Against this backdrop, a bilateral investment treaty would underscore each side’s commitment to fair treatment of the other.
From a Chinese perspective, such an agreement – which would need ratification by the US Senate — could serve to increase confidence for Chinese firms investing in the US. In fact, America’s laws and regulations are remarkably welcoming to foreign investors. Chinese investors are often surprised to learn that a greenfield investment in the US requires no government approvals. There are no joint venture requirements; there is no investment catalogue with prohibited sectors.
Yet at a time of lingering misperceptions, a bilateral commitment to cross-Pacific investment would help bolster confidence that the US welcomes Chinese enterprise.
Despite the alarmist headlines, Chinese FDI in the US is already growing rapidly, and we see an ever-growing stream of US governors and mayors traveling to China, eager to solicit investments for their home states or cities. Chinese investments in the US had already topped $6 billion as of the third quarter of 2012 – a record number, according to research firm the Rhodium Group.
As an example of myth versus reality, consider the example of CNOOC, which in China has come to symbolize the risks of investing in the US. True, a high-profile American acquisition bid by the company faltered in 2005. But since 2009 CNOOC has invested billions of dollars in energy projects in the US. Indeed, CNOOC is now a multi-billion dollar example of just how receptive the US is to investment from China.

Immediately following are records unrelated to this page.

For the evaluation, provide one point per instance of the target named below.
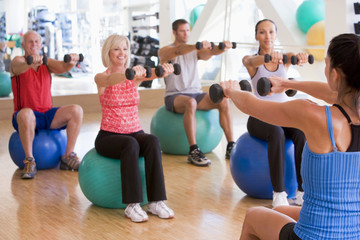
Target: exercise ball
(48, 147)
(316, 37)
(249, 167)
(310, 12)
(195, 13)
(100, 180)
(169, 128)
(5, 84)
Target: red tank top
(32, 89)
(119, 106)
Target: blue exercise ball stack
(169, 128)
(100, 180)
(249, 167)
(48, 147)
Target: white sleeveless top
(186, 82)
(262, 71)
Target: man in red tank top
(31, 86)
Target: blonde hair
(110, 43)
(30, 32)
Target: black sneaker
(198, 158)
(29, 170)
(229, 147)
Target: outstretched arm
(319, 90)
(170, 52)
(59, 67)
(207, 52)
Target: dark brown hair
(344, 55)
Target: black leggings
(128, 148)
(275, 136)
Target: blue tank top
(331, 184)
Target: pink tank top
(119, 106)
(32, 89)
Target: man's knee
(26, 117)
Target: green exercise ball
(310, 12)
(100, 180)
(195, 13)
(169, 128)
(5, 84)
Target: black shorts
(287, 232)
(169, 100)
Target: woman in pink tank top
(121, 136)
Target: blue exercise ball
(249, 167)
(169, 128)
(48, 147)
(100, 180)
(310, 12)
(5, 84)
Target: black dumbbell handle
(29, 60)
(67, 58)
(198, 45)
(263, 86)
(130, 73)
(295, 60)
(267, 58)
(159, 70)
(216, 92)
(291, 92)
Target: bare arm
(319, 90)
(18, 65)
(103, 80)
(302, 114)
(252, 62)
(207, 52)
(170, 52)
(59, 67)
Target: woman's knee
(224, 105)
(190, 105)
(277, 134)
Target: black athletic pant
(128, 148)
(275, 136)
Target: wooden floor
(206, 201)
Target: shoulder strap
(343, 112)
(330, 127)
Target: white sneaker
(280, 199)
(299, 198)
(198, 158)
(135, 213)
(160, 209)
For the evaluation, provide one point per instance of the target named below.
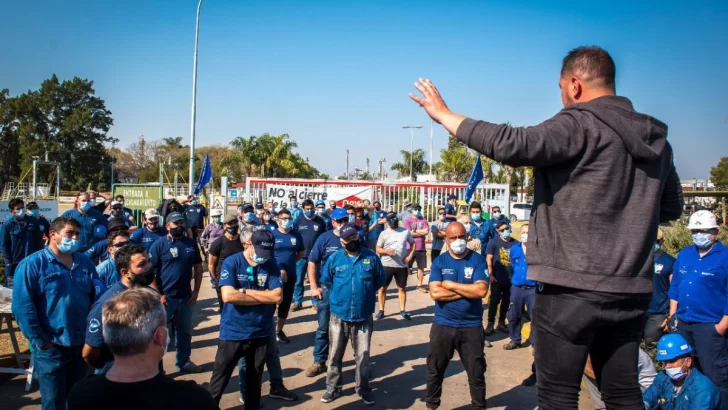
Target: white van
(520, 211)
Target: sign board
(342, 195)
(138, 197)
(47, 208)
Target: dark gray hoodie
(604, 179)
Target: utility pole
(412, 146)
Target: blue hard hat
(672, 346)
(339, 213)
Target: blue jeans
(57, 369)
(272, 362)
(301, 271)
(520, 297)
(182, 313)
(321, 343)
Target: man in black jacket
(604, 179)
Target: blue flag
(205, 175)
(475, 177)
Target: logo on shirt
(94, 326)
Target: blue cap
(174, 217)
(671, 346)
(348, 230)
(339, 213)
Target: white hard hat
(702, 220)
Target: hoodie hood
(644, 137)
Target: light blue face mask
(68, 245)
(702, 240)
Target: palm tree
(416, 166)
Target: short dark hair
(15, 202)
(122, 257)
(59, 223)
(115, 234)
(593, 63)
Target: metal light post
(194, 102)
(412, 145)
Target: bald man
(458, 283)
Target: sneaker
(281, 393)
(330, 396)
(282, 338)
(529, 381)
(367, 398)
(190, 367)
(315, 369)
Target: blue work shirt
(195, 216)
(465, 313)
(660, 303)
(51, 301)
(20, 238)
(108, 274)
(700, 285)
(520, 267)
(310, 230)
(146, 238)
(248, 322)
(173, 261)
(353, 283)
(99, 252)
(287, 246)
(696, 393)
(89, 223)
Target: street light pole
(412, 145)
(194, 102)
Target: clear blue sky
(335, 75)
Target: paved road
(399, 350)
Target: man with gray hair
(135, 330)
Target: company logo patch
(93, 326)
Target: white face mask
(459, 246)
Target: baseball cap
(339, 213)
(174, 217)
(348, 230)
(263, 243)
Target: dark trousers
(569, 324)
(227, 357)
(470, 345)
(520, 297)
(711, 352)
(653, 328)
(500, 295)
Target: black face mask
(177, 231)
(353, 246)
(145, 278)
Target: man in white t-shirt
(392, 248)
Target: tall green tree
(719, 174)
(418, 165)
(66, 119)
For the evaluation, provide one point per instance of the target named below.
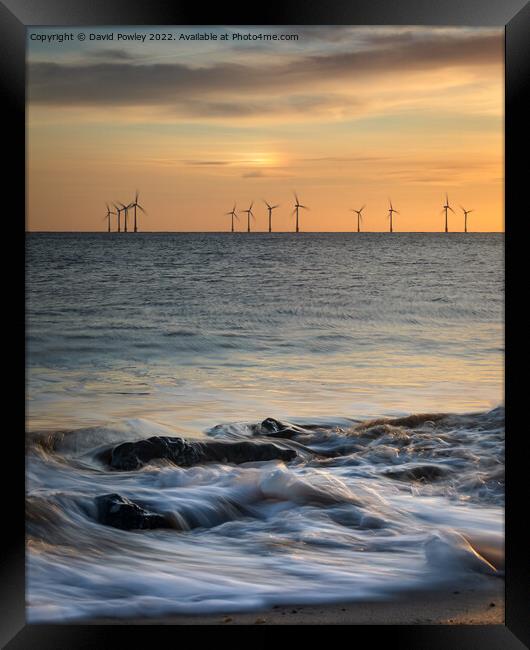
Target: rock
(277, 429)
(418, 473)
(119, 512)
(132, 455)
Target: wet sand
(484, 606)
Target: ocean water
(204, 336)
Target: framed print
(267, 359)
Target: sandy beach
(484, 606)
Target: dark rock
(132, 455)
(418, 473)
(118, 512)
(277, 429)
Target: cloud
(111, 54)
(234, 89)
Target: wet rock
(418, 473)
(277, 429)
(132, 455)
(119, 512)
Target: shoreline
(451, 606)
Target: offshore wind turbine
(135, 205)
(298, 205)
(118, 210)
(270, 208)
(466, 212)
(125, 209)
(359, 217)
(107, 216)
(249, 214)
(390, 212)
(447, 207)
(232, 213)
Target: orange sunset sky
(345, 116)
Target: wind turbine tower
(233, 214)
(135, 205)
(107, 216)
(359, 217)
(297, 206)
(118, 210)
(249, 214)
(390, 213)
(466, 212)
(447, 207)
(270, 208)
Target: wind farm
(122, 207)
(446, 208)
(359, 217)
(124, 225)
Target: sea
(386, 349)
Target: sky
(344, 116)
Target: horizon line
(265, 232)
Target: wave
(364, 509)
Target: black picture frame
(15, 16)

Meanwhile, as more Chinese companies go global, it is increasingly important that China’s trading partners perceive it as a nation committed to treating foreign companies fairly on its home turf. Progress on market reforms in China has slowed in the past five years. We hope that a bilateral investment treaty would invigorate efforts to dismantle market access barriers in China and expand market-based reforms.

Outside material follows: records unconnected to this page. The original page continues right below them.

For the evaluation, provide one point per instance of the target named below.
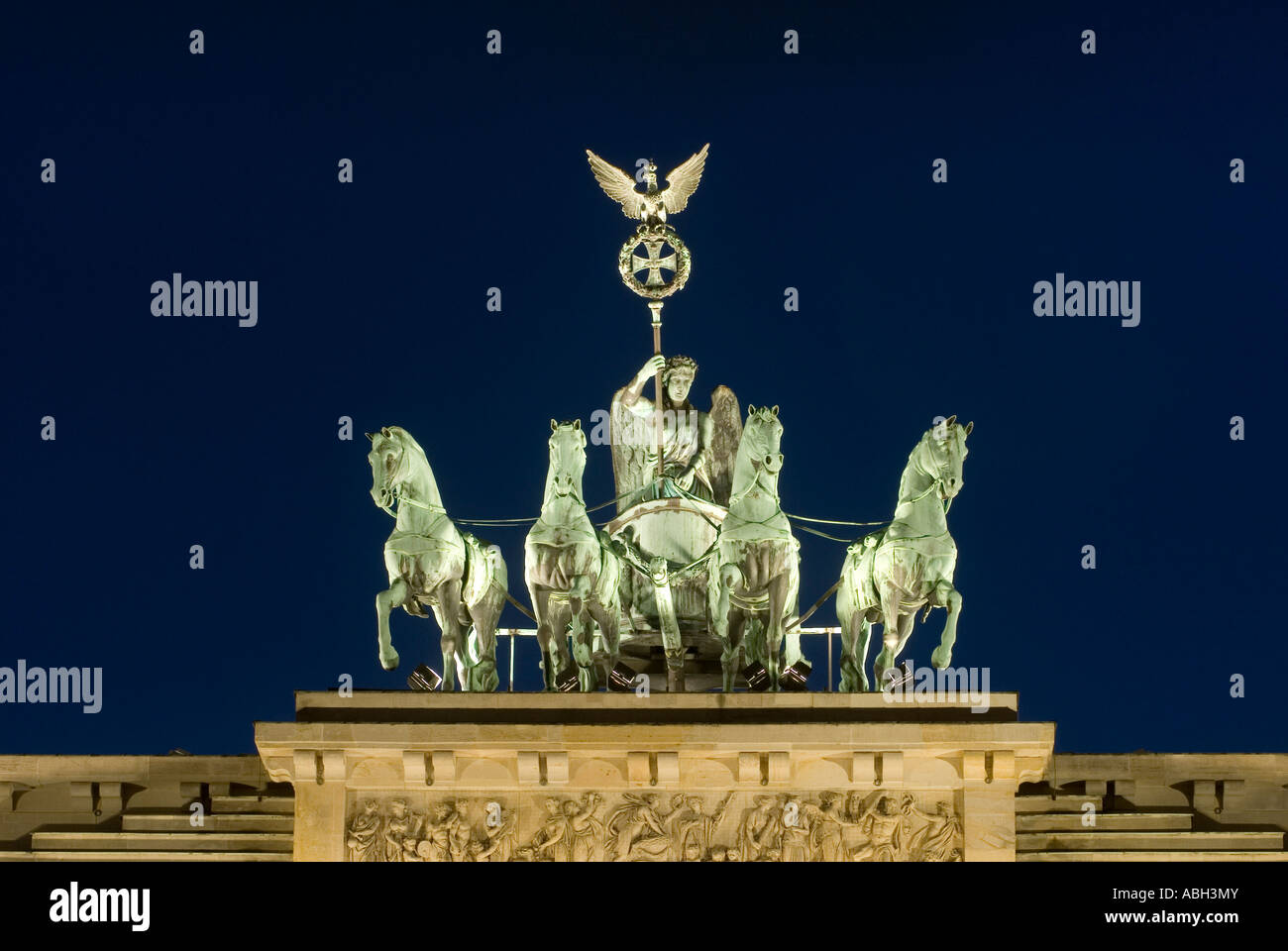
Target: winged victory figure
(653, 204)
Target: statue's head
(945, 445)
(567, 458)
(678, 377)
(761, 437)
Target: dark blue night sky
(471, 172)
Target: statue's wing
(630, 451)
(725, 436)
(617, 184)
(684, 180)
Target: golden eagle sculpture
(655, 204)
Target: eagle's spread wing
(617, 184)
(683, 182)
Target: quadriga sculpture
(890, 575)
(570, 568)
(754, 578)
(429, 562)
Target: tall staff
(658, 401)
(651, 208)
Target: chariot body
(668, 523)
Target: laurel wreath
(683, 261)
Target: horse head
(758, 453)
(567, 459)
(397, 461)
(943, 451)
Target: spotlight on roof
(424, 678)
(756, 677)
(795, 677)
(567, 681)
(621, 678)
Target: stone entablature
(815, 778)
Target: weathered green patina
(909, 566)
(460, 578)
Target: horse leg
(605, 616)
(541, 608)
(889, 594)
(947, 595)
(449, 598)
(386, 602)
(854, 651)
(730, 659)
(583, 637)
(484, 616)
(558, 617)
(780, 591)
(717, 606)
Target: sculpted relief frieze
(653, 826)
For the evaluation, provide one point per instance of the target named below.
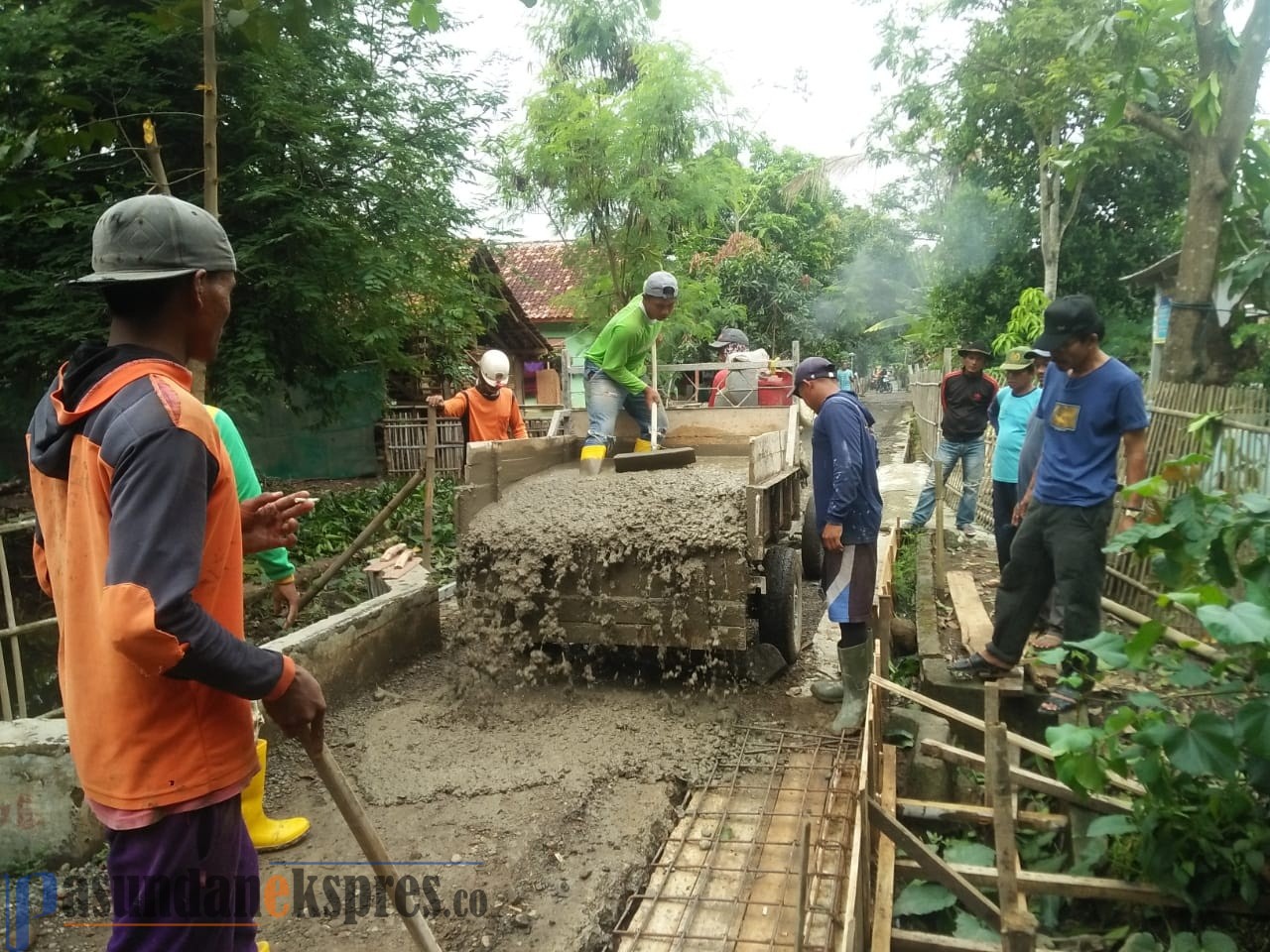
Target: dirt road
(536, 806)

One issue at hand in BIT negotiations is that China has only agreed to equal treatment of foreign investors after they have established operations. China wants to retain a regulatory framework that effectively discriminates against foreign firms before they have even opened for business. For example, if foreign companies want to compete in the automotive sector, they must do a joint venture with a Chinese partner; if they want to set up a securities firm, they must team up with a Chinese company and aren’t allowed to hold a controlling interest, and so on.
For a bilateral treaty to pass muster, we would expect China to adopt the standard approach of market economies including the US: providing equal treatment to foreign and domestic companies, both before and after an investment.

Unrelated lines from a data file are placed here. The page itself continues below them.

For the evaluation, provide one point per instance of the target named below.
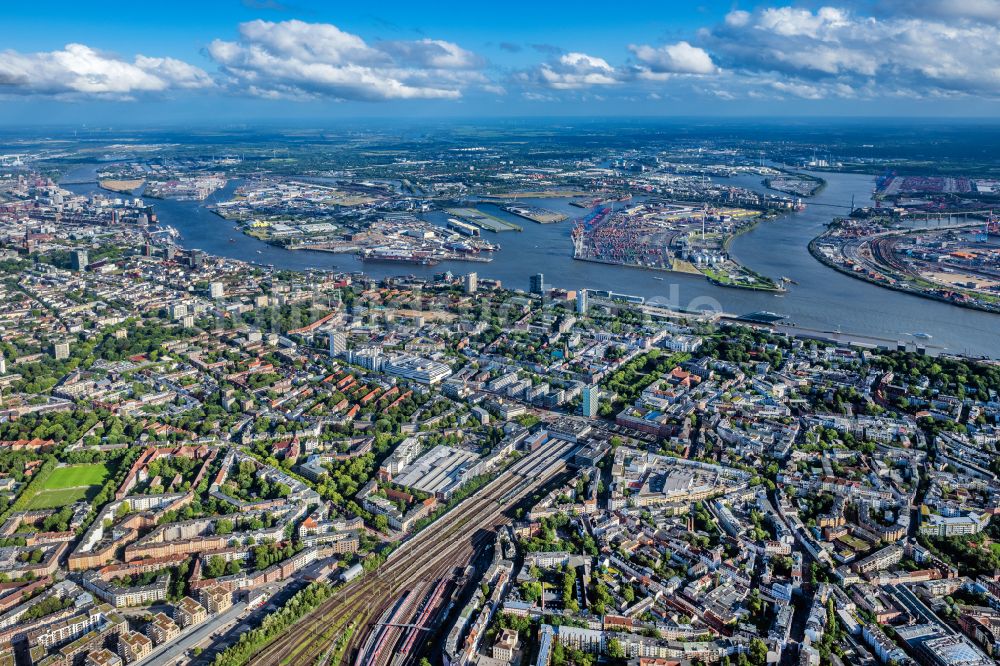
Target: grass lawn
(71, 476)
(68, 484)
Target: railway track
(430, 554)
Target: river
(822, 298)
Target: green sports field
(68, 484)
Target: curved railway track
(448, 542)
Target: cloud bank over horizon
(882, 49)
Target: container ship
(397, 256)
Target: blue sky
(271, 60)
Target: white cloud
(837, 52)
(80, 71)
(572, 71)
(679, 58)
(295, 59)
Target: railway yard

China’s industrial policies were created to further national goals. But in practice, they tend to advance the interests of a small number of powerful state-owned enterprises and state champions. Indeed, it has become a point of some concern among China’s leading economists and thinkers that the nation’s household savings, public lands and other resources have all been leveraged to serve the needs of SOEs, to the detriment of its consumers and private sector.
While this development model for a time appeared congruent with strong economic growth, it is incompatible with the needs of a developed, innovative service economy. As China’s long-term GDP growth has begun to slow against the backdrop of an aging population, many leading domestic economists and thinkers say there is growing urgency for change in the nation’s economic structure.
A bilateral investment treaty would help by generating new momentum to open markets in China and the US. That would allow competition that would boost the quality of goods and services and drive down prices, benefiting consumers. As companies sought ways to differentiate themselves, they would be more likely to invest in R&D and innovate. This market liberalization would enable China to meet some of the important goals outlined in the 12th Five-Year Plan, such as boosting consumption and developing a more innovation-oriented economy. We believe the benefits of a thoughtfully-negotiated US-China trade agreement would be clear for both sides.